HELENA – WEST HELENA, Ark. – It starts with sweet potatoes grown in the rich Delta dirt on the family farm. Harvey Williams loads them up and uses machines to wash them off and dice them up.
The sweet potatoes are then cooked and fermented with corn, eventually becoming the basis for the recipe for Delta Dirt vodka.
“Sweet potatoes was something I knew, and I heard of the concept of sweet potato vodka and became intrigued by the idea,” Harvey said. “And I’m like, ‘We’re going to figure out how to do sweet potato vodka.’”
His son Thomas went to school to learn the trade and was even featured on the TV show “Master Distiller,” but it took him some time to get their 86-proof spirit just right.
“He said, ‘I got this product, it’s ready,’ and I was like, ‘No it’s not.’ And he’d come back again, ‘This is it.’ I said, ‘No it’s not,’” Harvey recalled of the development process. “Right before Christmas, he came back. I thought we were going to do this song and dance again. He brought another product, and it was great.”
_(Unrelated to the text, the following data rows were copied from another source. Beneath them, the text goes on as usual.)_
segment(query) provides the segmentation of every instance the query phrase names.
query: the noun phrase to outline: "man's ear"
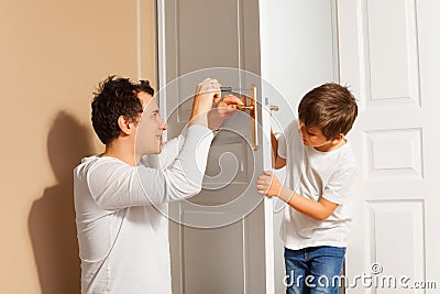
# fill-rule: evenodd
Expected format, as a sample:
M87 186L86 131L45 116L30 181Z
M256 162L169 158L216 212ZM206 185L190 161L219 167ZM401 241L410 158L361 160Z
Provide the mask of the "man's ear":
M124 134L131 134L134 131L133 121L129 120L124 116L120 116L118 118L118 126L121 129L122 133L124 133Z

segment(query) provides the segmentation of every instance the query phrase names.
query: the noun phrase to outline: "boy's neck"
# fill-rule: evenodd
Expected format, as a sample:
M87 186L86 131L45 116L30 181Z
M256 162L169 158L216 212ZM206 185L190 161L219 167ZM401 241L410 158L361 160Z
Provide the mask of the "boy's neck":
M324 144L324 145L321 145L321 146L316 146L315 149L318 150L319 152L331 152L331 151L340 149L345 143L346 143L345 138L342 138L338 142L333 143L332 141L330 141L328 144Z

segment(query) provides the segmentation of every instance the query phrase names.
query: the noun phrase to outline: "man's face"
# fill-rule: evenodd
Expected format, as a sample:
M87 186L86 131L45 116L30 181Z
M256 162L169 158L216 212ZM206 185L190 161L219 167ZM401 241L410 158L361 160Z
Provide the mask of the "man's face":
M157 154L162 151L162 133L166 124L162 121L158 107L153 97L144 91L138 94L143 106L142 117L138 124L135 153Z

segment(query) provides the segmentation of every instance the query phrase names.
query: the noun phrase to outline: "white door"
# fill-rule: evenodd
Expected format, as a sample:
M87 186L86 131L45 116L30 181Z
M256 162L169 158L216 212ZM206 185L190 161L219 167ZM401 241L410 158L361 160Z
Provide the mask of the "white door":
M437 0L338 1L340 78L361 107L348 293L440 287L439 11Z
M258 1L163 0L157 12L168 138L187 123L195 87L205 77L256 99L256 121L242 111L216 135L202 192L169 205L173 293L273 293L272 200L257 195L255 185L271 166Z

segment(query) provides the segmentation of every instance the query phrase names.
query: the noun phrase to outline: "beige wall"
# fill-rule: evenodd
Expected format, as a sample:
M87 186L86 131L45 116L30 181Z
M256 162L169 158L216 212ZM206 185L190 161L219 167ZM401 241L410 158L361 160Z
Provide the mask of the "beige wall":
M79 293L72 171L102 150L91 92L110 74L155 85L153 14L153 0L0 0L1 293Z

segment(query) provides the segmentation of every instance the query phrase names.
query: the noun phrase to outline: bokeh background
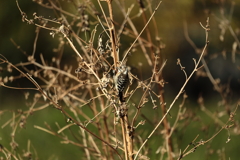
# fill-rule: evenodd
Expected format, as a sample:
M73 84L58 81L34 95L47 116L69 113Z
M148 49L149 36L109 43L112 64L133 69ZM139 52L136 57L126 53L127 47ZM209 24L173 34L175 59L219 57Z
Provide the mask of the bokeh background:
M63 3L68 3L63 1ZM125 2L126 5L136 3L133 12L137 13L137 2L129 1ZM153 6L155 1L153 1ZM157 3L157 2L156 2ZM54 13L51 10L44 9L34 3L31 0L19 0L19 4L24 12L29 17L34 12L38 15L54 18ZM120 11L115 6L114 9L115 19L123 20ZM228 0L185 0L185 1L167 1L163 0L159 7L155 18L158 25L159 36L166 47L161 51L162 58L167 59L167 65L163 70L163 78L167 82L164 87L164 94L169 104L177 92L181 88L185 81L185 76L177 66L177 58L181 59L182 65L188 74L191 73L194 62L193 58L198 58L199 55L195 53L195 50L187 42L184 37L183 24L188 26L188 33L190 38L196 44L198 48L202 48L205 44L205 32L201 28L199 22L205 24L207 17L210 18L210 32L209 32L209 47L205 60L208 64L210 72L214 78L219 78L221 85L228 85L229 92L226 97L228 105L231 110L234 110L237 103L240 100L240 52L239 46L237 47L235 59L232 61L232 47L235 39L231 35L230 31L226 27L226 32L223 35L224 40L220 40L221 32L223 31L223 23L227 20L231 25L233 31L236 33L238 39L240 38L240 1L228 1ZM141 20L134 21L135 26L138 26L138 31L143 27ZM152 25L150 24L150 28ZM33 51L33 42L35 39L35 26L23 23L21 20L21 14L17 8L14 0L0 1L0 54L4 55L11 63L16 64L19 62L26 62L27 56L20 52L19 49L13 44L13 41L17 45L21 46L27 54L31 54ZM143 36L146 36L145 33ZM155 34L152 33L154 37ZM43 54L45 58L51 59L53 56L57 56L53 52L53 48L57 47L57 38L52 38L49 35L49 31L41 31L39 40L37 43L36 57L39 54ZM126 49L130 46L131 39L124 39L122 42L122 48ZM135 53L133 53L135 54ZM65 50L63 54L63 63L72 63L77 67L77 61L73 51L69 48ZM138 62L129 58L128 64L131 67L138 68ZM4 66L0 66L0 77L9 75L3 69ZM147 72L142 68L142 72ZM12 74L17 74L13 71ZM31 83L26 79L20 79L13 83L8 83L10 86L16 87L32 87ZM216 128L220 128L205 112L202 112L199 108L197 100L199 96L204 98L207 108L215 113L224 112L224 107L219 103L222 100L218 92L213 88L208 77L194 76L188 83L186 89L188 99L185 103L187 110L190 110L192 115L189 116L188 123L182 127L182 130L176 131L175 142L180 144L180 149L183 150L196 135L200 135L202 139L209 138L216 132ZM178 104L173 108L172 115L177 112ZM9 148L9 142L11 140L11 129L9 127L2 128L2 125L7 122L9 117L13 115L13 111L26 108L26 102L24 99L24 91L11 90L8 88L0 87L0 144ZM7 112L5 112L8 110ZM4 111L4 114L1 112ZM239 120L239 110L237 111L236 119ZM52 119L54 117L54 119ZM197 119L197 120L196 120ZM221 117L225 122L228 119L228 115L224 114ZM27 148L27 140L31 139L34 145L34 149L38 151L40 159L84 159L81 158L81 150L76 147L71 147L66 144L61 144L57 137L51 136L45 132L41 133L39 130L33 128L34 125L43 125L45 121L48 123L64 124L63 116L60 113L56 113L53 108L47 108L43 111L35 113L30 117L25 129L17 132L16 138L19 143L19 152ZM192 121L193 120L193 121ZM170 120L171 122L171 120ZM203 125L204 124L204 125ZM236 124L238 125L238 124ZM205 128L204 128L204 127ZM201 128L202 127L202 128ZM211 141L205 146L199 147L193 154L189 155L185 159L224 159L219 156L220 153L225 153L225 159L238 159L240 138L239 131L231 136L231 141L226 143L228 133L227 131L221 132L217 138ZM38 136L36 136L36 134ZM147 133L145 133L147 134ZM160 141L161 138L159 138ZM156 142L157 143L157 142ZM157 144L152 145L152 152L156 152ZM1 153L0 153L1 156ZM150 157L155 159L156 157Z

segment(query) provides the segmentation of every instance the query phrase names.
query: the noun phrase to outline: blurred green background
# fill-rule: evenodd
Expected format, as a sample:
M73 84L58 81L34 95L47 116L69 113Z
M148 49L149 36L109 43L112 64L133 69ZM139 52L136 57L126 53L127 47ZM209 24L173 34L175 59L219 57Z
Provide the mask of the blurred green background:
M145 1L144 1L145 2ZM64 2L67 4L67 2ZM128 1L126 5L135 3L135 8L133 12L136 14L138 10L138 4L136 1ZM146 3L146 2L145 2ZM157 1L153 1L153 6L155 6ZM31 0L19 1L19 4L24 12L27 13L29 17L36 12L38 15L44 15L45 17L54 18L54 13L51 10L43 9ZM117 6L114 4L114 7ZM240 33L240 1L236 0L233 7L234 11L231 14L232 1L218 1L218 0L185 0L185 1L167 1L163 0L161 6L159 7L155 18L158 25L159 36L163 40L166 48L162 50L162 55L167 59L167 65L163 71L163 78L168 82L164 88L165 98L167 105L173 100L177 92L181 88L185 81L183 72L180 67L176 65L177 58L181 59L182 65L186 67L186 72L189 74L193 67L194 62L192 58L198 58L194 49L186 41L183 32L183 22L188 24L189 36L197 47L202 48L205 44L205 33L204 30L199 25L199 22L205 24L206 18L210 17L210 32L209 32L209 47L208 54L205 57L209 69L214 78L219 78L221 84L229 85L230 92L226 95L228 99L228 104L231 110L234 110L237 106L237 102L240 99L240 54L239 47L237 48L236 62L233 63L231 60L232 45L234 38L231 36L229 30L226 30L224 35L224 41L220 41L219 36L221 30L219 24L222 20L228 19L233 30L236 32L239 38ZM115 20L123 20L120 11L114 8ZM224 13L224 14L222 14ZM118 17L120 15L120 17ZM223 15L225 17L223 17ZM141 20L134 21L135 26L138 26L138 31L143 27ZM153 30L152 24L149 26ZM145 33L143 36L146 36ZM154 38L155 34L152 33ZM31 54L33 50L33 41L35 38L35 26L28 25L21 21L21 14L17 8L16 2L14 0L0 1L0 54L4 55L11 63L16 64L19 62L26 62L27 57L22 54L11 42L13 39L21 49L26 51L26 53ZM57 47L57 38L52 38L49 36L48 31L41 31L36 57L42 53L46 58L51 58L57 56L56 53L52 52L52 49ZM129 47L132 40L127 40L122 42L123 49L125 50ZM126 48L124 48L126 47ZM68 51L68 50L67 50ZM134 53L133 53L134 54ZM77 62L74 58L74 53L69 50L69 52L64 52L64 59L67 63L73 63L77 66ZM214 58L213 58L214 57ZM129 65L137 68L138 61L134 61L134 56L129 58ZM6 67L1 65L0 67ZM0 77L4 78L9 73L4 70L0 72ZM142 69L142 72L147 72ZM13 72L17 74L17 72ZM10 86L16 87L32 87L32 84L26 79L21 79L15 81L14 83L8 83ZM223 111L224 107L219 105L221 101L220 95L214 91L213 85L207 77L193 77L185 89L188 99L185 103L187 111L189 111L188 119L185 119L184 126L180 126L181 130L176 130L173 136L173 142L177 143L179 148L184 150L184 148L196 137L200 135L200 139L207 139L218 129L220 126L217 125L213 119L202 112L197 104L197 99L201 95L205 100L206 107L213 113L216 111ZM26 104L24 100L23 90L11 90L4 87L0 87L0 127L13 116L13 111L18 109L26 110ZM178 105L181 103L181 98L176 103L175 107L171 111L171 115L174 117L178 110ZM6 111L8 110L8 111ZM146 109L146 115L151 116L151 112ZM190 114L191 113L191 114ZM237 111L237 114L239 110ZM54 117L54 119L52 118ZM221 117L221 120L225 122L228 116L225 114ZM239 115L235 118L239 120ZM18 130L16 133L16 139L19 144L19 152L27 149L27 141L31 139L32 145L38 152L39 159L84 159L81 157L82 149L77 147L72 147L70 144L61 144L59 139L55 136L41 132L33 127L33 125L44 126L44 122L52 124L54 126L57 121L62 126L65 125L65 119L61 113L55 112L53 108L47 108L40 112L34 113L30 116L27 121L26 128ZM170 119L171 124L174 122L174 118ZM238 124L236 124L238 125ZM146 124L146 131L142 134L148 135L152 129L151 125ZM149 127L149 129L148 129ZM202 128L201 128L202 127ZM205 128L204 128L205 127ZM239 127L236 127L237 131L232 134L231 141L225 143L228 137L226 130L221 132L217 138L215 138L210 143L199 147L194 153L190 154L184 159L224 159L220 157L220 152L225 153L225 159L235 160L239 157ZM10 148L11 140L11 128L9 126L5 128L0 128L0 144L6 148ZM36 134L38 135L36 137ZM157 139L157 137L156 137ZM159 137L159 143L156 141L154 144L148 144L151 148L150 157L151 159L156 159L159 154L155 152L159 145L162 145L162 138ZM0 156L1 153L0 153Z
After living all over the country, the Williams always wanted to come back home. Their delta dirt distillery is in the heart of downtown Helena.
“This was an opportunity to come home and do something with the farm but not necessarily farm,” Harvey explained.
“I feel like all our years of travel and all the jobs that we had was preparing us for this moment,” Donna Williams, Harvey’s wife & Thomas’ mother, added.
In addition to the distillery, there is also a tasting room, and they sell more than just their own vodka. The focus for this family owned-and-operated concept is bringing people together.
“We have young, old, black, white, married, single,” Donna said of their customers.
“Our tag line (is), ‘Raising spirits in the Delta,’” Thomas added. “I think it is quite literally doing that right now.”
Raising spirits in the Delta has more than one meaning. The distillery is raising spirits, but the Williams hope by bringing this business there it will help raise spirits along Cherry Street in Helena to drive in more businesses, something Donna thinks is already working.
“We have people who came in and say, ‘I’d like to do this’ or ‘I’d like to do that,’ so they see possibilities,” she said.
Right now, the family is producing 30 cases a week, with Thomas noting that they are looking to increase that production as demand grows.
That is likely to happen since the family sells all the vodka they make. In due time, they hope the idea ferments around the state and beyond.